19. A method (80) according to Claim 16, further comprising:
varying the granularity of inclusiveness (141) on a continuum between a Boolean OR operation of all tokens (142) and a Boolean AND operation of all tokens (142).

20. A method (80) according to Claim 16, further comprising:
determining a number of tokens h (142) that must be matched by one or more words (41-46) in each target document (40) in accordance with the equation:

h=int(N* p+1) where N is a total number of the tokens (142) and 0.0 <= p < 1.0 is a value representing the granularity of inclusiveness (141) specified through the selectable inclusiveness control (52).

21. A method (80) according to Claim 16, further comprising:
varying the degree of nearness (140) on a continuum between a span equal to a number of the tokens (142) and a number of terms (41-46) in each document (40).

22. A method (80) according to Claim 16, further comprising:
determining a span s to be applied and a number of tokens (142) to combine c during searching of each document (40) in accordance with the equations:

s= c = MaxInt(2, N * p2) where N is a number of the tokens (142) and 0.0 < p <= 1.0 is a value representing the degree of nearness (140) specified through the selectable proximity control (53).

23. A method (80) according to Claim 16, further comprising:
assigning weights to terms (41-46) based on structural location within each document (40); and modifying the search query terms (142) to favor the terms (41-46) having higher weights over the terms (41-46) having lower weights.

24. A method (80) according to Claim 23, wherein the higher weights are assigned to the terms (41-46) occurring in a structural location selected from the group comprising titles, headings, tables of content, and indexes.

25. A method (80) according to Claim 16, further comprising:
broadening the tokens (142), comprising:
deriving a normalized root stem for each token (142);

identifying one or more synonyms for the normalized root stem; and conjunctively including the synonyms with the token (142) in the search query (142).
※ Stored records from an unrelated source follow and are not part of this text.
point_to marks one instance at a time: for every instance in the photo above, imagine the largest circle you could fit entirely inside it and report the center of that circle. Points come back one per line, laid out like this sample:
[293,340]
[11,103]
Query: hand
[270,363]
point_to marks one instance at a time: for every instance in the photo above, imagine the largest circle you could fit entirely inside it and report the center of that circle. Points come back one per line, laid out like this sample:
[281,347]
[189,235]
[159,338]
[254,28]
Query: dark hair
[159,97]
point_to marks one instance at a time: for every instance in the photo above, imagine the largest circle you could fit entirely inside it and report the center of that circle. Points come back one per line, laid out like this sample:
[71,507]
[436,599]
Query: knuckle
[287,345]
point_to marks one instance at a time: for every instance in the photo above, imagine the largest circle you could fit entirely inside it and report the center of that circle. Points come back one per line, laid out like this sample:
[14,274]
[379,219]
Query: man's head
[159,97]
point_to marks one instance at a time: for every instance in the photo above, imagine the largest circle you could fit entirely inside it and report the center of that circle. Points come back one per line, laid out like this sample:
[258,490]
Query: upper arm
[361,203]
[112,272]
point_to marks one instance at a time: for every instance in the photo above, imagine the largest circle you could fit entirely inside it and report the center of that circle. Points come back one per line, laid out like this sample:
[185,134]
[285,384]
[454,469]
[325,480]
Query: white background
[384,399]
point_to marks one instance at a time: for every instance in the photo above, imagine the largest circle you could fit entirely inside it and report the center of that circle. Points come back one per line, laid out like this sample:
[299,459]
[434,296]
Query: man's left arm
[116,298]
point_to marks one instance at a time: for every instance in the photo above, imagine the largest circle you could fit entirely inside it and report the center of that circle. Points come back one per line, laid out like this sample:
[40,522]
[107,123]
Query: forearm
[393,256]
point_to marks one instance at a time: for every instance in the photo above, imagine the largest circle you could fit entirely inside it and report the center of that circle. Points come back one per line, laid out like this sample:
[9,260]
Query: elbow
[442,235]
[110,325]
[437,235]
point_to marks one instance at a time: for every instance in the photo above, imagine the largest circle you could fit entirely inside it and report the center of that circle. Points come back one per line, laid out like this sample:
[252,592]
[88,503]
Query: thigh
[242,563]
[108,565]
26. A method (80) according to Claim 16, further comprising:
exporting a selection control operable to specify at least one of one or more required terms (41-46) and one or more optional terms (41-46) in the data excerpt (S 1); and modifying the search query terms (142) to always include the required terms (41-46) and to permissively include the optional terms (41-46).

27. A method (80) according to Claim 16, further comprising:
exporting an ordering control operable to specify precedence of the tokens (142); and modifying the search query terms (142) to favor the terms (41-46) having higher precedence.
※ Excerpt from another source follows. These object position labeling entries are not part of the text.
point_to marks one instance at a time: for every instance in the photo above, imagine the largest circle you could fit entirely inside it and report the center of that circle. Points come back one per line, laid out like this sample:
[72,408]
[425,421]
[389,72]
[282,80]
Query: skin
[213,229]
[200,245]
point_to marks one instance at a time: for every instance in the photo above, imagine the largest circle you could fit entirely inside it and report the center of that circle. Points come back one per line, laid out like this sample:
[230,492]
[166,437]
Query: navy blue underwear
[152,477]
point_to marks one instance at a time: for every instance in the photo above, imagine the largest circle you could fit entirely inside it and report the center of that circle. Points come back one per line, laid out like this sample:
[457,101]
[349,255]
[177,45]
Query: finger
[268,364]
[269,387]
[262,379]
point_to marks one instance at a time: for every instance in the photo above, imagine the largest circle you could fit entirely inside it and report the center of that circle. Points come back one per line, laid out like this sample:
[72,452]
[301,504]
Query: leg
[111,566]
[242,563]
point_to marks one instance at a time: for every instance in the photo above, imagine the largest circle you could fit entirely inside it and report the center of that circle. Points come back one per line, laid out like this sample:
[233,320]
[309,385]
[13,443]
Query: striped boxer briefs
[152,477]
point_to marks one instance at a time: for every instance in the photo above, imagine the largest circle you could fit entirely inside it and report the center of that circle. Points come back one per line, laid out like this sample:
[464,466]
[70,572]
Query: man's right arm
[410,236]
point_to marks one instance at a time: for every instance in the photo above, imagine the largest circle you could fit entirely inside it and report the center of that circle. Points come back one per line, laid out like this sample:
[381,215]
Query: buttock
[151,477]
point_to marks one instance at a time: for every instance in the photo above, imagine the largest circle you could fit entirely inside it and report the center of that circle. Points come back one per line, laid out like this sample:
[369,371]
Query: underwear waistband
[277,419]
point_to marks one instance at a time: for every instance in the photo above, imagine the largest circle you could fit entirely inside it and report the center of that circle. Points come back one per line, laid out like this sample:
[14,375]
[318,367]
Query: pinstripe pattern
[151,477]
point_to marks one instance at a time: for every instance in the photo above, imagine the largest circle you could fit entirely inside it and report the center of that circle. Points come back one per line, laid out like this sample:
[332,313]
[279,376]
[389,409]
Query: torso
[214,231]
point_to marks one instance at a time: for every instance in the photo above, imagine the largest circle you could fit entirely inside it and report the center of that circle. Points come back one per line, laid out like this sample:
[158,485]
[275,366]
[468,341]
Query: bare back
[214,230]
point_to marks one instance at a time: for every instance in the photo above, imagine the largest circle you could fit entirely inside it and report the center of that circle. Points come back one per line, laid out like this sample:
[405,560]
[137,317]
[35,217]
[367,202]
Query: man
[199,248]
28. A method (80) according to Claim 16, further comprising:
exporting a search scope control operable to specify documents (40) to be searched; and limiting the search query (142) to search the specified documents (40).
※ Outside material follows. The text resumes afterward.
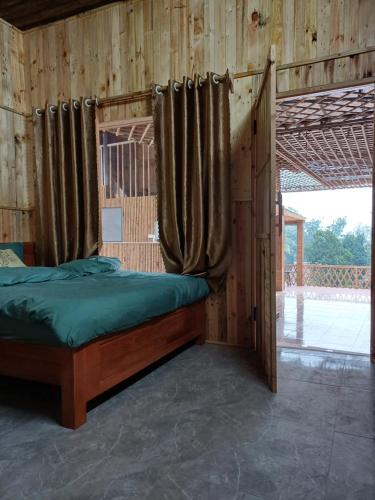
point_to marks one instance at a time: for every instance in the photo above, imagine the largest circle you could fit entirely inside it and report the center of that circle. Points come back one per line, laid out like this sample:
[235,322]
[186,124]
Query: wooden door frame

29. A method (80) according to Claim 16, further comprising:
providing the selectable inclusiveness control (52) and the selectable proximity control (53) as a one of single selectable controls or combined controls selected from the group comprising rotary or gimbal knobs, slider bars, radio buttons, and user input mechanisms that allow continuous or discrete selection over a fixed range of rotation, movement, or selection.

30. A method (80) according to Claim 16, wherein the data excerpt (S 1) comprises at least one of textual data, binary data, and an encapsulated search query (142).

31. A computer-readable storage medium holding code for performing the method (80) according to Claim 16.